In fact, when I’m entering the zone of butoh, I don’t intend to represent or embody any particular person or entity. I simply descend into the inner recesses of my own body and surrender to the sensations that well up from there. I am here, I am present. I have received many comments and critiques from people who see me as an old woman, a boy, a bird, or a Lucas Cranach woman, but this is the result of each person reflecting the presence of life that lives within them through my dance.
A butoh body that can transform and become a variety of life forms. The abyss within the butoh body is like a woman who gives birth to all kinds of life, like motherhood.
◆On the general feminine image, in butoh and in everyday life
On the other hand, my own sense is not what is generally considered feminine or maternal. I have dared to avoid expressing femininity in my daily life and in my butoh performances. However, my butoh master, Masahide Omori, pointed out to me, "In order to mature and deepen your dance, you should practice femininity, which is not easy for you." I have also received training for this purpose.
In my daily life, as a yoga teacher, I teach my students to maintain a healthy and beautiful figure, so I try to wear makeup and act like a woman.
Another aspect of femininity is "acceptance" in the symbolic sense.
I was raised with a rebellious spirit against the mainstream and the rules. This character has made me a butoh dancer. This feeling was the core spirit that motivated my butoh, my practice, and my life building. However, in the course of my life, it has changed dramatically. Since I’ve married my husband, I could no longer go through life with just a like or rebellious spirit as I did when I was single. I have had to accept many other factors and environmental influences. Sometimes It is a difficult and painful time. In the midst of that suffering and constraint, how do I want to live, what is my destiny, what is freedom? I am now more strongly aware of these kind of feeling in this constraints than ever before.

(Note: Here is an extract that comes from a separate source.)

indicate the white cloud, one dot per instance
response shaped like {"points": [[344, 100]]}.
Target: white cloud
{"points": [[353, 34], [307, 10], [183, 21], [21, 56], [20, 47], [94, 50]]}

Then one day, I found my gratitude for my parents and ancestors increased in my life and I had a sense of feeling the center of this universe, the invisible presence, God. I was given the sense that I was kept alive by grace, and that the fact that I was allowed to dance here now was also a prayer of my parents and ancestors. I was able to transcend my own personal intentions and accept this destiny and live with it.
One day in practice, when I was deeply feeling this sense of the universe and dancing as one, my master said to me immediately after seeing my dance, "You danced very good. You were dancing on the ground of your own being." He said to me, "You were dancing on the basis of your own existence." This acceptance is the world that I have finally reached the entrance to, and it is the state that I want to reach with my life and butoh.